1. Утвердить прилагаемые Правила обмена телами;

2. Всем префектурам обеспечить условия для обмена телами в соответствии с требованиями Правил;

3. Министерствам и ведомствам привести нормативные и законодательные акты в соответствие с Правилами и Основными положениями;

4. Разработать порядок организованного допуска граждан к обмену телами. Ввести регламенты и стандарты;

5. Министерству Печати и Информации обеспечить издание Правил;

6. Разным родам СМИ вести пропагандисткую работу о нужности и культивировании обмена телами;

7. Исполнение Правил возложить на Министерство социального обеспечения;


– А началось все, как обычно, с банальностей – с запретов на обмен телами, – премьер-министра охватило подобие ностальгии, словно он окунулся в глубокую старину.

– Неужели запреты и есть – движущая сила? – спросил Дмитрий.

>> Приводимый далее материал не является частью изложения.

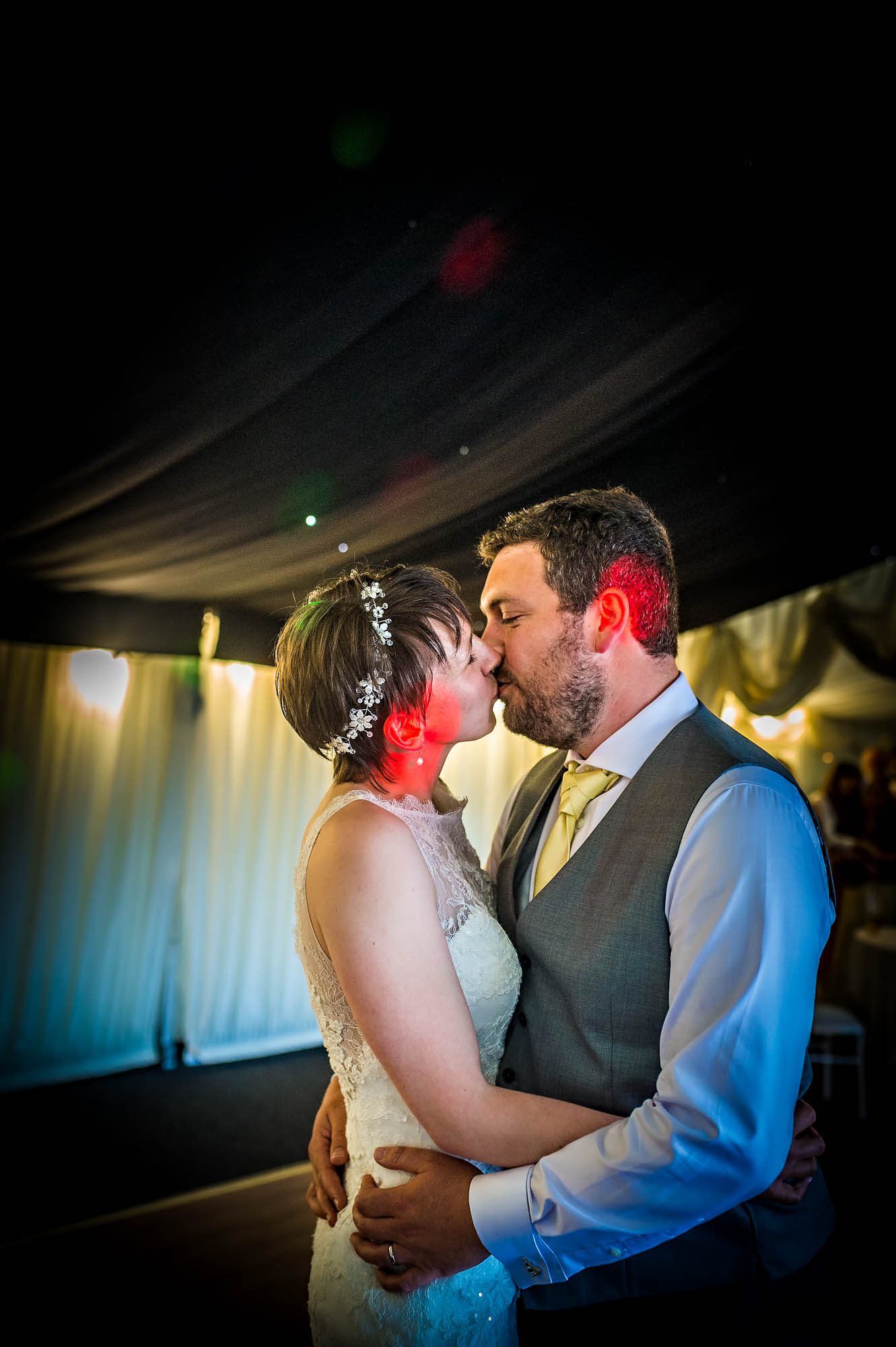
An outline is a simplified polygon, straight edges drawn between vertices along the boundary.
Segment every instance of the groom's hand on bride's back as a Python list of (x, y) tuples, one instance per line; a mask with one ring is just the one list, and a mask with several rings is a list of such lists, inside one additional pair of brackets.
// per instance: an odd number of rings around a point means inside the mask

– Да, они привели к тому, что, несмотря на жесточайшее преследование, люди стали искать выход из тупика. И тогда власти, пока ситуация не стала криминально безнадежной, встали перед дилеммой: запрещать или разрешать? Главным побуждением было делать всё для народа, но главным препятствием обнаружила себя Конституция. Свобода слова была, свобода совести, свобода передвижения, а свободы доступа тела – нет. Для этого в конституции остановились перед поправками. Надо было пройти через многочисленные рогатки противоречивых, взаимоисключающих друг друга ряд одиозных положений. Мы их привели в соответствие с запросами жизни. У нас этих проблем не стало. А какая происходила борьба мнений? Например, левые акцентировались на варианте, что каждый гражданин имеет право на отказ от обмена телами. Правые решительно отстаивали формулировку, что, наоборот, каждый имеет право на осуществление обмена телами. Существенная разница, не правда ли? Остановились на последнем.

Дмитрий старался быстро запоминать. Информация в папках была убедительна.

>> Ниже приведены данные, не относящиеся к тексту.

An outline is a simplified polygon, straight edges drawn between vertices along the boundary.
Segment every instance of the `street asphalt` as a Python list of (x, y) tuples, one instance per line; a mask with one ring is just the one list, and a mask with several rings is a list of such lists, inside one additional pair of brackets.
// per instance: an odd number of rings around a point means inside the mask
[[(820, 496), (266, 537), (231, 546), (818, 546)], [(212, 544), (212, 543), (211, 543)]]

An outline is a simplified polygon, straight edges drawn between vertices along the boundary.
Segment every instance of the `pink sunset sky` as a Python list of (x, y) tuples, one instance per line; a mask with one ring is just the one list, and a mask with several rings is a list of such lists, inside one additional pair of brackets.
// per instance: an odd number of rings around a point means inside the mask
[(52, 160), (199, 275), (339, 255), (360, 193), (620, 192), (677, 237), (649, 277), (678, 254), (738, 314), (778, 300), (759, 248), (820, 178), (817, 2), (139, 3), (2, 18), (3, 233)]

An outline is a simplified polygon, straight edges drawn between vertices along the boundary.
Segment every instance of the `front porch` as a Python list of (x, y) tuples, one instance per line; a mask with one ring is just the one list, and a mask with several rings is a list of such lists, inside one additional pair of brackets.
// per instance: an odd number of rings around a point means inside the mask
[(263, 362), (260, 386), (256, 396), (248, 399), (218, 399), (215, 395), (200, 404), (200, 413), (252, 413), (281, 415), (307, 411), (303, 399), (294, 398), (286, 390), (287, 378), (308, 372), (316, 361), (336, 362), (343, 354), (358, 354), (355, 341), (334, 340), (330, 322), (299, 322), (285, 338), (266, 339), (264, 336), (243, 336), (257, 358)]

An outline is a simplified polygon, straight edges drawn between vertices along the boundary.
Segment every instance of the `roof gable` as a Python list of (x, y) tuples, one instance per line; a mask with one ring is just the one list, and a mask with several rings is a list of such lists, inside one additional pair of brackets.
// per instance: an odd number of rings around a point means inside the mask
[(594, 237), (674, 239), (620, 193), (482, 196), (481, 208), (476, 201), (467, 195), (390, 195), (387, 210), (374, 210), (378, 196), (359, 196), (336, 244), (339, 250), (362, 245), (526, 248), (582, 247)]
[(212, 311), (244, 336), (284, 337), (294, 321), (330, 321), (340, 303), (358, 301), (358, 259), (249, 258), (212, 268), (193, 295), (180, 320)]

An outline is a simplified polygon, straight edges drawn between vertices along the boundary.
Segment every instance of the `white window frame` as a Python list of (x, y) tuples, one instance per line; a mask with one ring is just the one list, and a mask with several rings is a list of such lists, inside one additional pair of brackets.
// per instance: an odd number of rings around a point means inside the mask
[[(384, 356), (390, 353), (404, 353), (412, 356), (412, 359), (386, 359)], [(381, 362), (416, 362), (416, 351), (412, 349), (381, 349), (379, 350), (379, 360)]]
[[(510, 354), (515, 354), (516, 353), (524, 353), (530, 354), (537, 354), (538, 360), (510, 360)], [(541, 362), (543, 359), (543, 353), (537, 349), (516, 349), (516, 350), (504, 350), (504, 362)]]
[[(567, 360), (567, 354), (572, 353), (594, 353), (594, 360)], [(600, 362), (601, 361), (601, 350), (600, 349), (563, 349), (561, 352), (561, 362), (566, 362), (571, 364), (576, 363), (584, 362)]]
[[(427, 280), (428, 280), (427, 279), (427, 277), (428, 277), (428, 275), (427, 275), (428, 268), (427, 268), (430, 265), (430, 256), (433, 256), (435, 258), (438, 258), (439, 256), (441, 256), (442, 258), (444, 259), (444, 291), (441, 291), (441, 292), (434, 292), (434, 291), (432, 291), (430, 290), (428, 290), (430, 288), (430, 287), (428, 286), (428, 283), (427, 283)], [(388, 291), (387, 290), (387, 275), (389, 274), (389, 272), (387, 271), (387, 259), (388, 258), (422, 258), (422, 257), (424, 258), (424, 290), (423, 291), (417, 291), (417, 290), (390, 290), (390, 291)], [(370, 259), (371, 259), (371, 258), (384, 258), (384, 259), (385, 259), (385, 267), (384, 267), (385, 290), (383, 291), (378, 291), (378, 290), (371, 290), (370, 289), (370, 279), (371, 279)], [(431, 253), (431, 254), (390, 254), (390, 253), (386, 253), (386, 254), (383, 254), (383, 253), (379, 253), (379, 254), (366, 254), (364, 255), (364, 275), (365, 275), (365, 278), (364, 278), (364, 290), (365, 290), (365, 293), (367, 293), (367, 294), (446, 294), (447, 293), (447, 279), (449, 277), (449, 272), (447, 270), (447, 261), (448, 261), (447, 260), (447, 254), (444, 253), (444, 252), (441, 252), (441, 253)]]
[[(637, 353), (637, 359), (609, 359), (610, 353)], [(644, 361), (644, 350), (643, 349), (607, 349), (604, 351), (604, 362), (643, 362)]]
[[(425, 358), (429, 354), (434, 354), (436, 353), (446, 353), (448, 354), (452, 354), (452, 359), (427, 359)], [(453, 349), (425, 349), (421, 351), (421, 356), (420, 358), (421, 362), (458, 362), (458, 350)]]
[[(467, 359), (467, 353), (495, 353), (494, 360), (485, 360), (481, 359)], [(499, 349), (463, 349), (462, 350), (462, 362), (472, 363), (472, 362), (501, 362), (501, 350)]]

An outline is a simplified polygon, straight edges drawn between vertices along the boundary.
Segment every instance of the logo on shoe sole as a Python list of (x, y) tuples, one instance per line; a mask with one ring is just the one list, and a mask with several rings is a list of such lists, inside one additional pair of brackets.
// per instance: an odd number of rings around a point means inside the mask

– Зря вы ломаете голову! – произнес премьер-министр. – Эти документы уже вчерашний день. Я сказал, что мы пошли не совсем по этому пути. Жизнь и теория разошлись в направлениях. Бюрократическая машина росла как снежный ком и грозила нас захлестнуть. Но мы не хотели превращаться в непредсказуемую планету и вовремя остановились, отменяя поэтапно порочные нормативные акты. И так всё понятно – не должно быть препятствий. Остался работать один аппарат по борьбе с преступным осуществлением обменов телами.

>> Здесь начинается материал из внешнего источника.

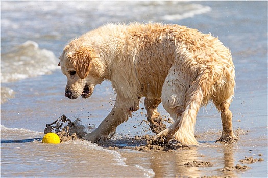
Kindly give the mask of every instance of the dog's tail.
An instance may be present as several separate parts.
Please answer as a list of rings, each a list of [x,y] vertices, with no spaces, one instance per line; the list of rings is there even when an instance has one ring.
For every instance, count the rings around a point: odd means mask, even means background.
[[[174,134],[175,138],[182,143],[197,145],[194,137],[194,126],[199,108],[206,105],[217,75],[214,66],[206,65],[200,70],[198,77],[186,94],[185,110],[179,123],[179,129]]]

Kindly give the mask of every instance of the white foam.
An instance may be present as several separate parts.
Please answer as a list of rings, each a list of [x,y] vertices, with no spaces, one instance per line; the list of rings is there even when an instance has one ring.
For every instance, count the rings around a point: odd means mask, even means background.
[[[136,165],[135,167],[136,167],[137,168],[140,169],[144,171],[144,175],[147,177],[152,177],[155,176],[155,172],[152,169],[146,169],[143,167],[142,166],[141,166],[140,165]]]
[[[63,143],[63,144],[78,144],[79,145],[82,145],[83,146],[87,147],[89,149],[93,149],[108,153],[112,155],[114,157],[112,160],[115,162],[115,163],[114,163],[115,165],[122,166],[128,166],[128,165],[127,165],[125,162],[126,158],[123,157],[122,155],[121,155],[119,152],[115,150],[108,150],[104,149],[103,147],[99,146],[96,143],[92,143],[91,142],[86,140],[77,140],[74,141],[67,141],[66,142]]]
[[[193,17],[196,15],[206,13],[211,11],[211,8],[209,6],[204,6],[197,4],[191,4],[191,6],[193,9],[193,10],[189,10],[181,14],[166,15],[163,17],[163,18],[167,20],[178,20]]]
[[[15,47],[1,55],[1,82],[15,81],[49,74],[58,69],[58,60],[52,51],[39,48],[32,41]]]

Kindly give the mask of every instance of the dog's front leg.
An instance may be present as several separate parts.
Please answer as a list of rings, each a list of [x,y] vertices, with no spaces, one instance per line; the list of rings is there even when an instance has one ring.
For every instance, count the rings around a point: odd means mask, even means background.
[[[102,122],[94,131],[86,134],[83,138],[93,142],[105,140],[111,138],[115,133],[116,127],[127,121],[131,115],[132,111],[138,109],[138,102],[136,102],[135,109],[133,107],[127,107],[128,105],[118,104],[116,102],[111,112]]]

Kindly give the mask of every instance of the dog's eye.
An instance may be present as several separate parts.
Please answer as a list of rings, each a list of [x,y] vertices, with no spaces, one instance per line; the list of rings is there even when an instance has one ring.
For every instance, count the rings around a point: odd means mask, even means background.
[[[70,71],[70,75],[74,75],[76,74],[76,72],[75,71]]]

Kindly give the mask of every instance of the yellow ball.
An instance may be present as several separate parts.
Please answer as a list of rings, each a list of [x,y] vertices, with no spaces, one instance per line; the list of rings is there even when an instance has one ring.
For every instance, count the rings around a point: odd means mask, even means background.
[[[58,144],[60,143],[60,137],[55,133],[48,133],[43,138],[42,143]]]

– В анналах истории наверно хорошо описан первый случай обмена телами?

– К сожалению, история – ветреная девка, и мало что нам достойного из прошлого оставила в пример. Но я лично предполагаю следующее: природе безразлично, какая молекула сталкивается с другой молекулой, как и в случае, какой мужчина живёт с какой женщиной и что происходит между ними. Была долгая эйфория по поводу первого открытия, отсюда упущенное время, раскачка, долгий этап разброда и шатания, но положительного было больше. Конечно, начиналось с малого. Заметьте, некоторые элементы из периодической таблицы, у вас – Менделеева, а у нас – Прокса-Патека-Магоры, в первый раз были открыты в количестве одной частицы, некоторые с продолжительностью жизни в доли секунды. Сейчас эти химические элементы, у вас на Земле тоже, тоннами лежат на складах, никого не удивляя. Так и обмен телами приобрёл энергию массового характера.

– В детстве вы, наверное, мечтали стать премьер-министром? – спросил Дмитрий.

– Впервые я захотел быть рыбаком. Я поставил цель поймать кита.

– Сколько вам было лет?

– Сколько помню, два с половиной.

– Ну и стали?

Премьер-министр Джоба недовольно поморщился.

– Жаль, что детство быстро кончается. Я всё еще помню умилительную беспомощность его. Тогда я с остротой ощущал свою неспособность свободно ходить куда хочу и тогда же свободно проявлять себя. И когда я осознал свою телесную огранниченность, из моей души начали изливаться целые волны критики и бичеваний. Эта сильная эмоциональная жизнь выражалась во многих протестующих словах “я хочу, я желаю, я не могу иначе”. Среди такого смешения фраз я постепенно привык слышать звуки обмена телами, языка моего сердца и народа. О, как обманчива глубина детского мира, который взрослые ограничивают и насыщают лишь игрушками и сказками.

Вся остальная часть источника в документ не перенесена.